The Battle of Sörenberg was fought in 1380, between the Entlebuch (at the time subject to the House of Habsburg) and Obwalden (a canton of the early Swiss Confederacy). It was the culmination of a conflict over the right to alpine pastures (alps). The immediate cause was a cattle raid at an alp now known as Schlachtalp, at the slope of the Brienzer Rothorn, above the village Sörenberg.

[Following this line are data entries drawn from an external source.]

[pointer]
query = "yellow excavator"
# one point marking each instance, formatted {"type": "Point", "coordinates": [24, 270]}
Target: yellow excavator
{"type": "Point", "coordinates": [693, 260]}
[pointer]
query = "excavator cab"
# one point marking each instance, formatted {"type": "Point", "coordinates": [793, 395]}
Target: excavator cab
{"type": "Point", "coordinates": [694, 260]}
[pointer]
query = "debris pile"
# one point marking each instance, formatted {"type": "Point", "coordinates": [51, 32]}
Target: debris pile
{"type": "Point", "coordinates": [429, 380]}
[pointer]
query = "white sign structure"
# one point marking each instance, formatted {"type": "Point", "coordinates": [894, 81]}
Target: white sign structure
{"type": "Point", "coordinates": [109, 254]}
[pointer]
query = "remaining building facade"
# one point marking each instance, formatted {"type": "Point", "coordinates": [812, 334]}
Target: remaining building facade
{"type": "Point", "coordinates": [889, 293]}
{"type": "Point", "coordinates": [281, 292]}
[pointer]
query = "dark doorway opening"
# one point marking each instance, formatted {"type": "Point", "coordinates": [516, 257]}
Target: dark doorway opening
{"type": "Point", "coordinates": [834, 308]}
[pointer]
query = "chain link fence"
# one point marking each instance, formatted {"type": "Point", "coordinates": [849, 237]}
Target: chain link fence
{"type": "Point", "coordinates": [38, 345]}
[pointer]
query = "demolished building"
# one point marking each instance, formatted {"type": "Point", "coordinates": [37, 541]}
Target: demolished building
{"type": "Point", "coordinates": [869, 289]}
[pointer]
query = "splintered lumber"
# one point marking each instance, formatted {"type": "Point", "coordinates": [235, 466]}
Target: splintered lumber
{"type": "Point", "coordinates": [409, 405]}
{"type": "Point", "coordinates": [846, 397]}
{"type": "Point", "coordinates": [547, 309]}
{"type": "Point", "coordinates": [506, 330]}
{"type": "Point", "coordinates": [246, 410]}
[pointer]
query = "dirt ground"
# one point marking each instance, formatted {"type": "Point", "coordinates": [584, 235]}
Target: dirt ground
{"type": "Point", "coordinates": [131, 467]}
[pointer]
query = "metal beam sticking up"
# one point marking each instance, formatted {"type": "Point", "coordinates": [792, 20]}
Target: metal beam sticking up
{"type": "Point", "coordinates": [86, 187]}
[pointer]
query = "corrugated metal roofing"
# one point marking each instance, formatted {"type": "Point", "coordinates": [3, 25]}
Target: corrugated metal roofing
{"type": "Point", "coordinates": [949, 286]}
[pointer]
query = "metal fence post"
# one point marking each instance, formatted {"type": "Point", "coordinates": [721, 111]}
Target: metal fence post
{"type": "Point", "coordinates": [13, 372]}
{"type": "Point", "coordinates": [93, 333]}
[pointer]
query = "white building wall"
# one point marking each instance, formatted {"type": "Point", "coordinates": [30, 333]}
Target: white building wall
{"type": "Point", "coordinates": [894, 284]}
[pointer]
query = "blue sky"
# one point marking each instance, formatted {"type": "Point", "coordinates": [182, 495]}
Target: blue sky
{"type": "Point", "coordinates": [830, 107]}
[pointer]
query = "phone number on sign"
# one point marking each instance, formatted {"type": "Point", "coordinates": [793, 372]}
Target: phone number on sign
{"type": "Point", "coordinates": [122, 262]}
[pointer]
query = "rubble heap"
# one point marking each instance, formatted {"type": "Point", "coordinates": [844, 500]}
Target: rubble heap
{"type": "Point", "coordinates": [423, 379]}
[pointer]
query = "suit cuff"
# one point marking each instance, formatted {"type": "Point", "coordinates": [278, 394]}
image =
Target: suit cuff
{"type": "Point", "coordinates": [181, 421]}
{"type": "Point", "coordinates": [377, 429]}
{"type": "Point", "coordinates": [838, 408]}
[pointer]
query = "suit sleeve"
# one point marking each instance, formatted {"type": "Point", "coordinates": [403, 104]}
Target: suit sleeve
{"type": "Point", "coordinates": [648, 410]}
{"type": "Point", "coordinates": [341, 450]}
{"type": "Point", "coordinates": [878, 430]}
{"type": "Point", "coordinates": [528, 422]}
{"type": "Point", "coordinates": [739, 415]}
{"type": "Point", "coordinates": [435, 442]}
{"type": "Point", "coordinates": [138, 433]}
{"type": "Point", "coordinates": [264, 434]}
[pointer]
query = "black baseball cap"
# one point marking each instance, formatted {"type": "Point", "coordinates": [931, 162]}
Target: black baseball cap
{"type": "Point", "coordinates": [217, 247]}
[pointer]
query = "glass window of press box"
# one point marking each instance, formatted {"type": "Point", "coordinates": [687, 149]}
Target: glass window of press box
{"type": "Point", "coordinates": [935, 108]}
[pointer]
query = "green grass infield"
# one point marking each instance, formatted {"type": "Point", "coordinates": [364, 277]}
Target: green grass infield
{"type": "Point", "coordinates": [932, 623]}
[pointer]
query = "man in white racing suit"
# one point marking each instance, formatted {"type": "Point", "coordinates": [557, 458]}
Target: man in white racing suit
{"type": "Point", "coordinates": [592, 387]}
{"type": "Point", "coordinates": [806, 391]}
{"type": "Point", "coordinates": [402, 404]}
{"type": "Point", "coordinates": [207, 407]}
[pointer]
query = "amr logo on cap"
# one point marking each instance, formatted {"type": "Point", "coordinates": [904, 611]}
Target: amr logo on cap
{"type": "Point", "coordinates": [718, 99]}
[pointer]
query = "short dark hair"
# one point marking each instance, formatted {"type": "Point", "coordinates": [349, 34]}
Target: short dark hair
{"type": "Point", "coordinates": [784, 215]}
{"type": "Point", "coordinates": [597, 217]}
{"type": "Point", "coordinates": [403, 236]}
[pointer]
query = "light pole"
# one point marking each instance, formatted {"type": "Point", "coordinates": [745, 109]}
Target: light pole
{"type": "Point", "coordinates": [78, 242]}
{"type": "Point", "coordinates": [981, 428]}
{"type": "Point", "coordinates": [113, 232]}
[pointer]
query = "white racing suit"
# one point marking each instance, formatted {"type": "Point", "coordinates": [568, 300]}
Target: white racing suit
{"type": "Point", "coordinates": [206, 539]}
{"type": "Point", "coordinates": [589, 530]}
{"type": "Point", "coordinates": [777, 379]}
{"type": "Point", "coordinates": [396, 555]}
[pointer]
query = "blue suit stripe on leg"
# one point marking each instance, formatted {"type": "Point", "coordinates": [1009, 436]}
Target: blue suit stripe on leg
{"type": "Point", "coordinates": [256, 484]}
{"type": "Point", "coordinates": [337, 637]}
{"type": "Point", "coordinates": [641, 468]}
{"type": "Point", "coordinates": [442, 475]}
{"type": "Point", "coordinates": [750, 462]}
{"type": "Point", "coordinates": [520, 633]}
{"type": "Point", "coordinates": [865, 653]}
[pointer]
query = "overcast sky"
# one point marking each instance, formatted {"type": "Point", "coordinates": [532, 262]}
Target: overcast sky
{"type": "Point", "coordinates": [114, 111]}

As recorded by Renward Cysat in c. 1600, the cattle raid took place in 1374, and the tensions between Entlebuch and Obwalden continued for several years. Finally, the two sides agreed to send a herald each to meet at the border, who would either declare war or make peace. The two heralds met and were later found to have killed each other. As the heralds did not return, both sides assumed the other had taken their herald, and mobilised for war. The two forces met at Schlachtalp. The Entlebuch side was victorious and took the Obwalden banner, which was kept until modern times in the tower at Schüpfheim. Cysat reports that the banner was lost because the banner bearer of Obwalden believing the battle was already won climbed on top of a rock, challenging any man of Entlebuch to come and take the banner.
A man called Ring Rüegk (Ring Rüegg) of Entlebuch climbed the rock, killed the banner bearer and took the banner, turning the battle in favour of Entlebuch.

Later legend adds additional elements. The hero of Entlebuch now appears under the name Windtrüeb (also Wintrüeb, Wintrüb). In the cattle raid, the Obwalden invaders are said to have thrown the tenant of Schlachtalp into his cauldron of boiling rennet, killing him. They then collected the cattle and drove it away.
Windtrüeb, the tenant of the neighboring Blattalp, is said to have pursued the invaders, catching up with them at Mörhalp, back in Obwalden territory beyond the Glaubenbühl Pass. The raiders were drunk from celebrating, and Wintrüeb entered the stable unnoticed and managed to steal back the cattle. The legend goes on to report a deception carried out by Windtrüeb involving cow bells, which for the 14th century is an anachronism.
In the battle, the same Windtrüeb is said to have killed the Obwalden banner bearer. In this legend
Windtrüeb was assassinated by the Obwalden party a few years later, in 1384, at Steinibach, halfway between Flühli and Schüpfheim.

In the aftermath of the battle, the Entlebuch sought an alliance with Lucerne, and became a subject territory of that city, and by extension part of the Swiss Confederacy, in 1385. At the Battle of Sempach in 1386, Obwalden and Entlebuch fought side by side.

A memorial stone at Steinibach (Krutacker) marked the site of Wintrüeb's assassination.
The memorial stone to Windtrüeb at Steinibach remained standing into the 17th century. In the Swiss peasant war of 1653, as the peasants were uniting under Christian Schybi, the people of Flühli rallied at the stone for their battle prayer, vowing to build a chapel at the spot should they return victorious. They were defeated and killed without exception, and the stone has since been weathered away.
An undated wooden plaque exhibited at Schlachtalp has an inscription mentioning the discovery of a document (Schrift) discovered when the previous wooden building was torn down which explained the name Schlacht.
A modern Wintrüeb monument was erected at the bridge of Flühli in 1980.